Ursula Burns is one of the most successful businesswomen in the world. As CEO of tech giant Xerox for more than six years, she became the first black-American female to hold such a position in a Fortune 500 company.
This achievement didn't come without its difficulties though. Burns' journey to success saw her overcome a number of obstacles and make the most of difficult circumstances.
So what can you learn from her? And how can you use these lessons in your own business?
1. Be vocal
Burns is known for her ability to be outspoken and, although judging whether it is the right situation is key, this has opened many doors for her. Before she became CEO of Xerox, Burns was in an entry-level engineering position.

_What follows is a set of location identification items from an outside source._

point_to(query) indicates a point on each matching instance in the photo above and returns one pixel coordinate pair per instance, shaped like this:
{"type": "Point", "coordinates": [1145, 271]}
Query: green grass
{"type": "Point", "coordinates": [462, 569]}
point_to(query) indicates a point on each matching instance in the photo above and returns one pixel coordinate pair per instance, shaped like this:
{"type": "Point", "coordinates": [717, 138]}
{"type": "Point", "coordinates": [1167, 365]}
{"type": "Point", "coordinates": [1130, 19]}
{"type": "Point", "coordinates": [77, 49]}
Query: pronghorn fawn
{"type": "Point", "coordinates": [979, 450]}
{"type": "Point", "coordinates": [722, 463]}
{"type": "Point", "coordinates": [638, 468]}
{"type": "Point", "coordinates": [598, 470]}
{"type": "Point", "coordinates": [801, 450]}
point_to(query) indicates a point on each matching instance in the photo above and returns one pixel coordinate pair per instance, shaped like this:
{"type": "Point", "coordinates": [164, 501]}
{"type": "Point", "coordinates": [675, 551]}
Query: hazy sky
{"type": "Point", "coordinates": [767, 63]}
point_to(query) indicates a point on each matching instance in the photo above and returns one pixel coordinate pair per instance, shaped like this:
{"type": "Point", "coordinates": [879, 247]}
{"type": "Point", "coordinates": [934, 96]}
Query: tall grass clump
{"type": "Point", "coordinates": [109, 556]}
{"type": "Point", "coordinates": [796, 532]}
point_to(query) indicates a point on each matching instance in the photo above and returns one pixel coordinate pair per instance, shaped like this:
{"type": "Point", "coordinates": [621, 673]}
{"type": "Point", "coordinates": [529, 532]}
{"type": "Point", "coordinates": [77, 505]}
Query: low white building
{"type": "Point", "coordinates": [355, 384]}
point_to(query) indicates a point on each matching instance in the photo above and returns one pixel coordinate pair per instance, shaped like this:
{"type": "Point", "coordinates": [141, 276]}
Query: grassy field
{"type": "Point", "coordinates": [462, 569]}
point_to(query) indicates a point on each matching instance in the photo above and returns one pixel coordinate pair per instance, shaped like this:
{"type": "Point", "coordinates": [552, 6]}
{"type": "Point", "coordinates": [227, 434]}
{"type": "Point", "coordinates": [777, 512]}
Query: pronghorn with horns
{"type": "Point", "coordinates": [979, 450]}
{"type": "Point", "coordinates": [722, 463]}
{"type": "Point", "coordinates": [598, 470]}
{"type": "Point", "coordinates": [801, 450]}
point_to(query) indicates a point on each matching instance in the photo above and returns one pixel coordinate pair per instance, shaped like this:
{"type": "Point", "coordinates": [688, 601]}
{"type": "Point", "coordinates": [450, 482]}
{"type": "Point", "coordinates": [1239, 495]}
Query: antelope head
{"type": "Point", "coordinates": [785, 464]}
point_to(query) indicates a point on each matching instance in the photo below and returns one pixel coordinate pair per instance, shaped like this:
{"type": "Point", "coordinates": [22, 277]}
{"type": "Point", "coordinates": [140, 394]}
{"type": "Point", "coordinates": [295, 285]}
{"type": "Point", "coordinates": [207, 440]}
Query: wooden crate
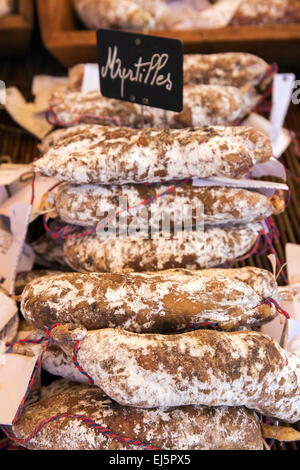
{"type": "Point", "coordinates": [71, 45]}
{"type": "Point", "coordinates": [16, 30]}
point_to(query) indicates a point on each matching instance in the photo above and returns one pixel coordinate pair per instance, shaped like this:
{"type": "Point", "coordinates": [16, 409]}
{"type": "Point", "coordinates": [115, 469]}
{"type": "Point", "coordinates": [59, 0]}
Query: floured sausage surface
{"type": "Point", "coordinates": [152, 302]}
{"type": "Point", "coordinates": [203, 105]}
{"type": "Point", "coordinates": [191, 427]}
{"type": "Point", "coordinates": [260, 12]}
{"type": "Point", "coordinates": [230, 68]}
{"type": "Point", "coordinates": [201, 367]}
{"type": "Point", "coordinates": [88, 205]}
{"type": "Point", "coordinates": [186, 249]}
{"type": "Point", "coordinates": [106, 155]}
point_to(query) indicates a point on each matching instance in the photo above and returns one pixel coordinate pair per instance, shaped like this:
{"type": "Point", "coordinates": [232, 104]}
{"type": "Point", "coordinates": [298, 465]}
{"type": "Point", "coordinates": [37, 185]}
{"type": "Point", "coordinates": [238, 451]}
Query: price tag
{"type": "Point", "coordinates": [140, 68]}
{"type": "Point", "coordinates": [91, 78]}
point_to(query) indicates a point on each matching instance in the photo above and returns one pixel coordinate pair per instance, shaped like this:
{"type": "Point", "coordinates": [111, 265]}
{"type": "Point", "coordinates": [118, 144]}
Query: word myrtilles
{"type": "Point", "coordinates": [147, 72]}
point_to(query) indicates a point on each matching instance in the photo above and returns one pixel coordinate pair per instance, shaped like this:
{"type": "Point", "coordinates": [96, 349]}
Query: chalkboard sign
{"type": "Point", "coordinates": [141, 69]}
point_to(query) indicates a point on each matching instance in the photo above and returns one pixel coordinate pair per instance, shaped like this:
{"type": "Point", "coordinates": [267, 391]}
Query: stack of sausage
{"type": "Point", "coordinates": [152, 170]}
{"type": "Point", "coordinates": [148, 377]}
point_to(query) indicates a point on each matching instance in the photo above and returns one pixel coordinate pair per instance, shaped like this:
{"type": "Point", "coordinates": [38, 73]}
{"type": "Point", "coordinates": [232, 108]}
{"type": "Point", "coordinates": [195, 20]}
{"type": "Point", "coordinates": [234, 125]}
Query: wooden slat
{"type": "Point", "coordinates": [62, 37]}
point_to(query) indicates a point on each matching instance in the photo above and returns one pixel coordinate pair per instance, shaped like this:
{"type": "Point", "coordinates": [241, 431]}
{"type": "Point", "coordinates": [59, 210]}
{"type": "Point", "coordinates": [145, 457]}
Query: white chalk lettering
{"type": "Point", "coordinates": [149, 73]}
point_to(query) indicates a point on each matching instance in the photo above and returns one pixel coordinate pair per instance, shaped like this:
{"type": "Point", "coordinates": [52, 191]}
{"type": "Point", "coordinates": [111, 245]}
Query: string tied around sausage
{"type": "Point", "coordinates": [89, 422]}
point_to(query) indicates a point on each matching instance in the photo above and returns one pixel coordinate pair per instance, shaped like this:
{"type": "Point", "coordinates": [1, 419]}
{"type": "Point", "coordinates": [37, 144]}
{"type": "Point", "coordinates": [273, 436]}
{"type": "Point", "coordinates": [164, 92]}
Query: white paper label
{"type": "Point", "coordinates": [8, 309]}
{"type": "Point", "coordinates": [91, 78]}
{"type": "Point", "coordinates": [25, 114]}
{"type": "Point", "coordinates": [283, 86]}
{"type": "Point", "coordinates": [11, 246]}
{"type": "Point", "coordinates": [263, 186]}
{"type": "Point", "coordinates": [15, 375]}
{"type": "Point", "coordinates": [292, 253]}
{"type": "Point", "coordinates": [23, 195]}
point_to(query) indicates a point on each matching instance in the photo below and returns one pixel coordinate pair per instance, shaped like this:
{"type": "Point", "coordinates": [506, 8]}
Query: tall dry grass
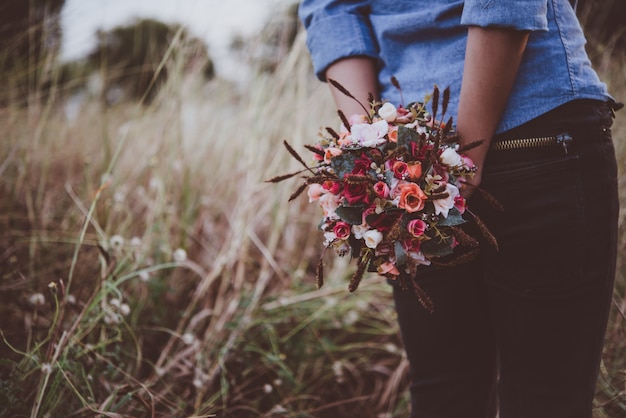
{"type": "Point", "coordinates": [148, 270]}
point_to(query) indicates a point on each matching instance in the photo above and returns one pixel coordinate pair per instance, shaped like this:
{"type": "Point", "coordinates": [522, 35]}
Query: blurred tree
{"type": "Point", "coordinates": [30, 40]}
{"type": "Point", "coordinates": [135, 60]}
{"type": "Point", "coordinates": [265, 51]}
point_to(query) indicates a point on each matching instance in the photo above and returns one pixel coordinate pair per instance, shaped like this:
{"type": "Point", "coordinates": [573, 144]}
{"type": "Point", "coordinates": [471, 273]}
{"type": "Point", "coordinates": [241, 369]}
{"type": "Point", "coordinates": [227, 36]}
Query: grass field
{"type": "Point", "coordinates": [148, 271]}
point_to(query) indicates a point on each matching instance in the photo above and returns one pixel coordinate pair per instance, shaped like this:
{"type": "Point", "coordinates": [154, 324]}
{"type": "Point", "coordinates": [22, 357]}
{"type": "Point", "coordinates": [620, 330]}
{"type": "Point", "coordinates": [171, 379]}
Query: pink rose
{"type": "Point", "coordinates": [388, 268]}
{"type": "Point", "coordinates": [416, 227]}
{"type": "Point", "coordinates": [399, 169]}
{"type": "Point", "coordinates": [412, 198]}
{"type": "Point", "coordinates": [342, 230]}
{"type": "Point", "coordinates": [460, 204]}
{"type": "Point", "coordinates": [356, 193]}
{"type": "Point", "coordinates": [381, 189]}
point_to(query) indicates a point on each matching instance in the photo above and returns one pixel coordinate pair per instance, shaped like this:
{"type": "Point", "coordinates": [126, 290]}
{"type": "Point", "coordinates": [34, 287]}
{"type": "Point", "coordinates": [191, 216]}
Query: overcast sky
{"type": "Point", "coordinates": [215, 21]}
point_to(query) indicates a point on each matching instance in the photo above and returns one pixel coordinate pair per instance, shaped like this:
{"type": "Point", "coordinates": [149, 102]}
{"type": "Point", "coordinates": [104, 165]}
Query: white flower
{"type": "Point", "coordinates": [372, 238]}
{"type": "Point", "coordinates": [442, 206]}
{"type": "Point", "coordinates": [46, 368]}
{"type": "Point", "coordinates": [315, 191]}
{"type": "Point", "coordinates": [180, 255]}
{"type": "Point", "coordinates": [451, 158]}
{"type": "Point", "coordinates": [37, 299]}
{"type": "Point", "coordinates": [116, 242]}
{"type": "Point", "coordinates": [370, 135]}
{"type": "Point", "coordinates": [388, 112]}
{"type": "Point", "coordinates": [144, 276]}
{"type": "Point", "coordinates": [329, 203]}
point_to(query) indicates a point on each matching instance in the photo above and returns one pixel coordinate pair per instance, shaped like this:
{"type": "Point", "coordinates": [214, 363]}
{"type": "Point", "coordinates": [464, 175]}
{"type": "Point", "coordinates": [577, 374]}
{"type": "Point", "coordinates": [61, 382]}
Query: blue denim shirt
{"type": "Point", "coordinates": [422, 43]}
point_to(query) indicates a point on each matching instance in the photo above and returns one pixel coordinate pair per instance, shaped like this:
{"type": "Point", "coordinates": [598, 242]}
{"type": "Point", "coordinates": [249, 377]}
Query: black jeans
{"type": "Point", "coordinates": [522, 327]}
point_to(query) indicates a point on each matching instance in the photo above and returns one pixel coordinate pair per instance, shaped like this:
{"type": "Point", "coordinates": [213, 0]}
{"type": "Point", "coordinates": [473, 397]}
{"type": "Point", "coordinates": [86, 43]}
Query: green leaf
{"type": "Point", "coordinates": [454, 218]}
{"type": "Point", "coordinates": [350, 214]}
{"type": "Point", "coordinates": [406, 136]}
{"type": "Point", "coordinates": [343, 164]}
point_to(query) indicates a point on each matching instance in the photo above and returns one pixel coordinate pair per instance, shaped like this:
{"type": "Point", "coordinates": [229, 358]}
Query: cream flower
{"type": "Point", "coordinates": [451, 158]}
{"type": "Point", "coordinates": [442, 206]}
{"type": "Point", "coordinates": [388, 112]}
{"type": "Point", "coordinates": [370, 135]}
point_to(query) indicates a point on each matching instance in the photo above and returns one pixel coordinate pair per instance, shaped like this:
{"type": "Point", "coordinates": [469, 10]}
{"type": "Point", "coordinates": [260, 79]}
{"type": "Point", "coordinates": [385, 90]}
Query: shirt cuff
{"type": "Point", "coordinates": [332, 38]}
{"type": "Point", "coordinates": [519, 14]}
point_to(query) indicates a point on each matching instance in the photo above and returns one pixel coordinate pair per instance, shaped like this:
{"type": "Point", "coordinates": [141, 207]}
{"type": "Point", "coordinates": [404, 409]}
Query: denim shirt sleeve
{"type": "Point", "coordinates": [346, 23]}
{"type": "Point", "coordinates": [517, 14]}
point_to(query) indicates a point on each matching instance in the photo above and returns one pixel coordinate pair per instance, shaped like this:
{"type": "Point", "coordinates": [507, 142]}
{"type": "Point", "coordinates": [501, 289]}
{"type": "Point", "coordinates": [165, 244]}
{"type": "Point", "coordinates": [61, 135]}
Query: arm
{"type": "Point", "coordinates": [493, 56]}
{"type": "Point", "coordinates": [359, 76]}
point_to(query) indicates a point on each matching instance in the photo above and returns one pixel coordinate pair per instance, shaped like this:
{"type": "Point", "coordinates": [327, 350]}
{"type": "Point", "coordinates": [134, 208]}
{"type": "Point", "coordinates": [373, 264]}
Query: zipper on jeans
{"type": "Point", "coordinates": [563, 140]}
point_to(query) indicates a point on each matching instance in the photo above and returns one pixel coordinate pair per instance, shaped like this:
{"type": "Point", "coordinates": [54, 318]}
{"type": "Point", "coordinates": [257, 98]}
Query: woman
{"type": "Point", "coordinates": [520, 329]}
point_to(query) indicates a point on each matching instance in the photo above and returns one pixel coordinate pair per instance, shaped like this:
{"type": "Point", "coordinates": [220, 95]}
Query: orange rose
{"type": "Point", "coordinates": [414, 170]}
{"type": "Point", "coordinates": [412, 198]}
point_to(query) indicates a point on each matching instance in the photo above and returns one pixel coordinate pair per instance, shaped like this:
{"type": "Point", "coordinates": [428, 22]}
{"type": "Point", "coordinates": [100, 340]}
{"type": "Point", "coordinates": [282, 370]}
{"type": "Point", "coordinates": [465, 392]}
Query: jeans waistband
{"type": "Point", "coordinates": [580, 115]}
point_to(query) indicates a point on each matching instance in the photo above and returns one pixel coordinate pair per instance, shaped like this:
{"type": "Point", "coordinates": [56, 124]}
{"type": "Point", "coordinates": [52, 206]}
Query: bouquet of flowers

It was during this time that she challenged Executive VP Warren Hicks and berated him for being without passion on the matter of diversity at the company.
Although she feared she would be sacked, it led to conversations between the two of them, and Burns was eventually made Executive Assistant.
You have to speak up, you have to be a little gritty.
2. Take advantage of opportunities
Burns can credit a lot of her success to making the most of the opportunities she had. When she was given an internship, she was able to bag an entry-level job at Xerox, and even then she didn't just coast and do the minimum she needed to get by. Instead she worked hard and turned her hand to many different roles in the company.
This dedication saw Burns weather the storm Xerox experienced in 2000 and help turn the company around.
3. Don't be nostalgic
It was possible to save Xerox from near-bankruptcy at the turn of the Millennium because Burns didn't let herself get nostalgic about the company that gave her a career. She made tough decisions to save the business including scrapping products that were no longer relevant and creating newer risky ones.
The world is changing. We all know this. And as that world changes, if you don't transform your company, you're stuck.
4. Pick your mentors carefully
Before Burns took up the role, she worked closely with then-CEO Anne Mulcahy. Burns used this time to learn as much as she could from the successful leader and became a key part of her team. When it was time for Mulcahy to leave the company, it was an easy decision to have Burns take her place.
Burns managed to successfully find a mentor who aligned with her own goals and principles, which allowed them to work together to bring Xerox out of the ashes.